School of Media and Communication, Shanghai Jiao Tong University, Shanghai 200240, China.
School of Music, Film, and Television, Tianjin Normal University, Tianjin 300382, China.
Comput Intell Neurosci. 2022 Jul 8;2022:7400833. doi: 10.1155/2022/7400833. eCollection 2022.

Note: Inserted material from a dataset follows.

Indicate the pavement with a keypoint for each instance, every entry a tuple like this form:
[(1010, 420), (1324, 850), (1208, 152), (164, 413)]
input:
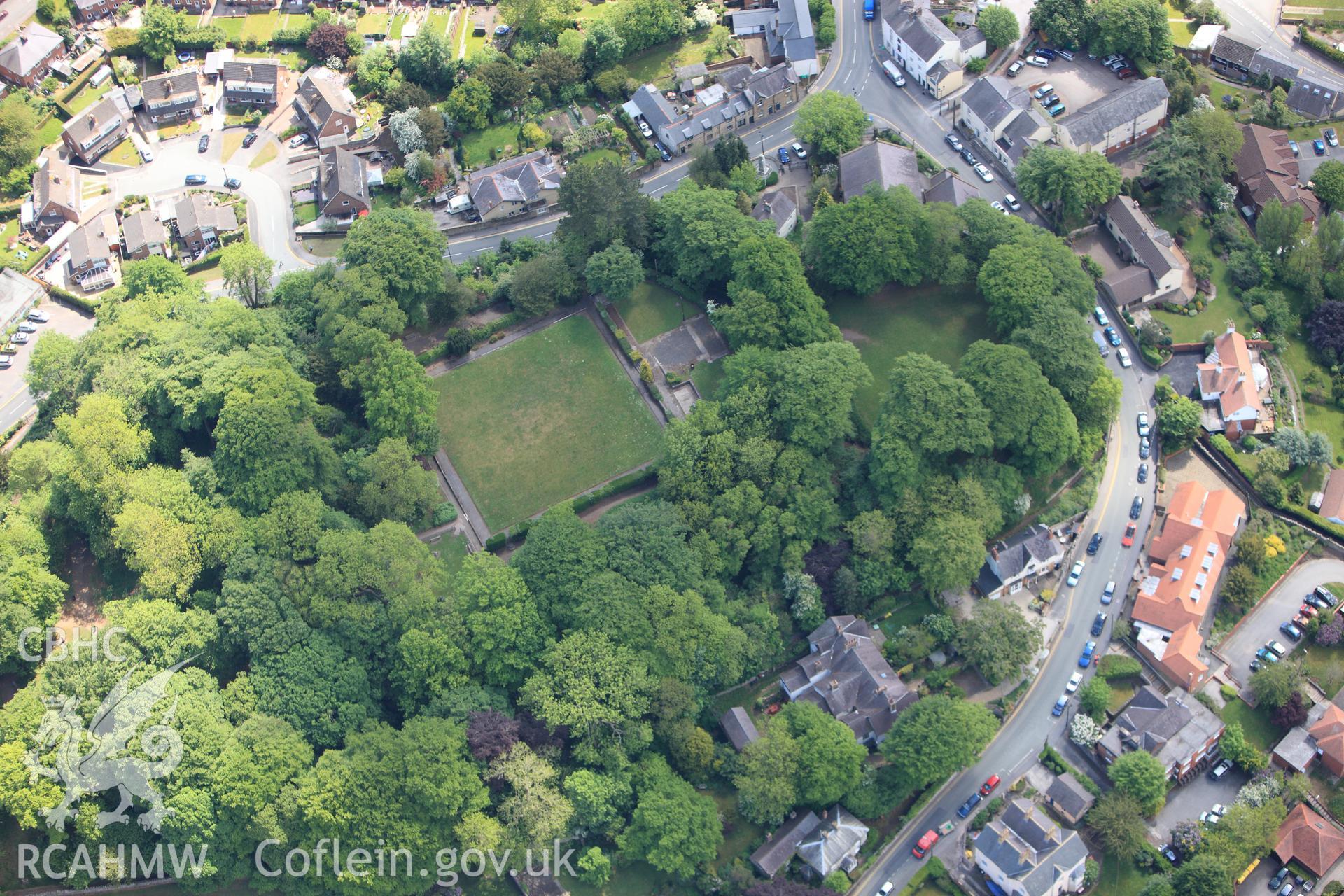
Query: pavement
[(1261, 624), (15, 398)]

The present work aims to analyze the time-series data (TSD) from movies and support constructing the movie recommendation system. Referencing the Internet of Things (IoT) technology as the framework, a time-series data analysis system for movies is built based on the recurrent neural network (RNN) and multifractal detrended mobility cross-correlation analysis (MF-DCCA) method. First, the traditional RNN model is improved by replacing the conventional convolution operation with spatial adaptive convolution. Specifically, an additional convolution layer is used to obtain the position parameters required for adaptive convolution to improve the model performance to capture the characteristics of spatial-temporal transformation. Then, the MF-DCCA method is optimized to reduce the interference of noise signals to the analysis processing of TSD from movies. Finally, the TSD analysis system is tested for performance verification. The test results indicate that the method proposed here has outstanding stability and runs smoothly. When the prediction scheme is long short-term memory (LSTM) ( = 20), the similarity of the LSTM ( = 20) network under one frame is 0.977; the similarity of the LSTM ( = 20) network under nine frames is 0.727. This system provides a specific idea for applying the RNN model and MF-DCCA method in analyzing TSD from movies.
本工作旨在分析电影的时间序列数据(TSD),并支持构建电影推荐系统。参考物联网(IoT)技术作为框架,基于递归神经网络(RNN)和多重分形去趋势移动交叉相关分析(MF-DCCA)方法构建了电影时间序列数据分析系统。首先,通过用空间自适应卷积替代传统卷积操作,改进了传统的 RNN 模型。具体来说,使用附加的卷积层获取自适应卷积所需的位置参数,以提高模型性能,从而捕获时空变换的特征。然后,优化了 MF-DCCA 方法以减少电影 TSD 分析处理中噪声信号的干扰。最后,对 TSD 分析系统进行性能验证测试。测试结果表明,所提出的方法具有出色的稳定性,运行流畅。当预测方案为长短时记忆(LSTM)( = 20)时,一帧下 LSTM( = 20)网络的相似度为 0.977;九帧下 LSTM( = 20)网络的相似度为 0.727。该系统为将 RNN 模型和 MF-DCCA 方法应用于电影 TSD 分析提供了具体思路。